あたしは自転車置き場を無視して、まっすぐ歩く。

自転車で登校したけど、ゆっくり帰りたいから、下校は徒歩。自転車は学校に置いていく。


この間まではあんなに暑かったのに、シャツ1枚じゃもう寒いな。

校庭の木も葉っぱがオレンジに染まっている。

もうすぐ冬かぁ。


私を追い抜いていく自転車、手を繋いで横を通っていくカップル、急ぎ足で自分の家に向かう3年生。

それをぼんやり眺めながら、あたしはゆっくりゆっくり足を踏み出す。


女の子なんて、みんな嘘でできてるんだ。


横を通り過ぎていったあのかわいい彼女だって、きっと好きで彼氏と付き合ってるんじゃない。

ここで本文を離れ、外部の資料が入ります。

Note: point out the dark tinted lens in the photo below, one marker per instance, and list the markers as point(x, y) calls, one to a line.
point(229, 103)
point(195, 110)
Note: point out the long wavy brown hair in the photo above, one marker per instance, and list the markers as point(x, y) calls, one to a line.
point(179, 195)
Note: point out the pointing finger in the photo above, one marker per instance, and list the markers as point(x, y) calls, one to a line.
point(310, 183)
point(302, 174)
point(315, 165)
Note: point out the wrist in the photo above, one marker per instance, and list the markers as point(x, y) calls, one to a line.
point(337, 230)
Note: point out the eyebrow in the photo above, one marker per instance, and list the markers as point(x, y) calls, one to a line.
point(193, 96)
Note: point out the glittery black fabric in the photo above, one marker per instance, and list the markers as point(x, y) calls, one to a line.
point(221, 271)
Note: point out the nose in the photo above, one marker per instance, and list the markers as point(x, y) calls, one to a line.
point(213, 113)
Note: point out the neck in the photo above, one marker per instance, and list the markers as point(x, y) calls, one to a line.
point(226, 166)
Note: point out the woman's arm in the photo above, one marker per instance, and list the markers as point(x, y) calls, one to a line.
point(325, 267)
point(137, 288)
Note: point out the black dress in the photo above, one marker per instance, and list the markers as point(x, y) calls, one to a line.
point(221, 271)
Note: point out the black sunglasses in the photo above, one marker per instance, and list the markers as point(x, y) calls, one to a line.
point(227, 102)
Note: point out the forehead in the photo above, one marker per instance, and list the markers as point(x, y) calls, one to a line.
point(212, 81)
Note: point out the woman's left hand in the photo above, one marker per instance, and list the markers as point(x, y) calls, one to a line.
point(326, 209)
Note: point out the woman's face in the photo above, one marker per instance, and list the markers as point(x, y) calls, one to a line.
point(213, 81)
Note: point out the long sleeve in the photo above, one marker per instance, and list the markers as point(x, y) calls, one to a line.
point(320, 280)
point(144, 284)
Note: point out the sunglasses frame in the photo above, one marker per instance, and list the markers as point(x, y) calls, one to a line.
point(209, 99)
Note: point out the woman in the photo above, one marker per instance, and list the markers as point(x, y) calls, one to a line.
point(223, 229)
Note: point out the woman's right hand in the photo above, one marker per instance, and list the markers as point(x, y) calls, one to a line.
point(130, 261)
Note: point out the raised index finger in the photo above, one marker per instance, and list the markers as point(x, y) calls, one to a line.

自分を目立たせるため、強調させるため、周りより優れてるんだよって見せびらかすため。


女の子は頭がいいから、嘘をつく。

嘘に嘘と嘘と嘘と嘘を重ねて、“最高の姿の自分”をつくっていく。


もちろん、あたしだって。

でも、別にそれは悪いことじゃないと思う。

だって、今よりいい自分になるためには、多少の嘘は必要不可欠だもん。

ただ、嘘で固めた自分をどう思うか、ってはなし。


あたしはポケットから音楽プレイヤーを取り出して、イヤホンを耳にさしこんだ。

ゆっくりと流れ出した、大好きなジャズを口ずさみながら、それに合わせてゆっくり歩く。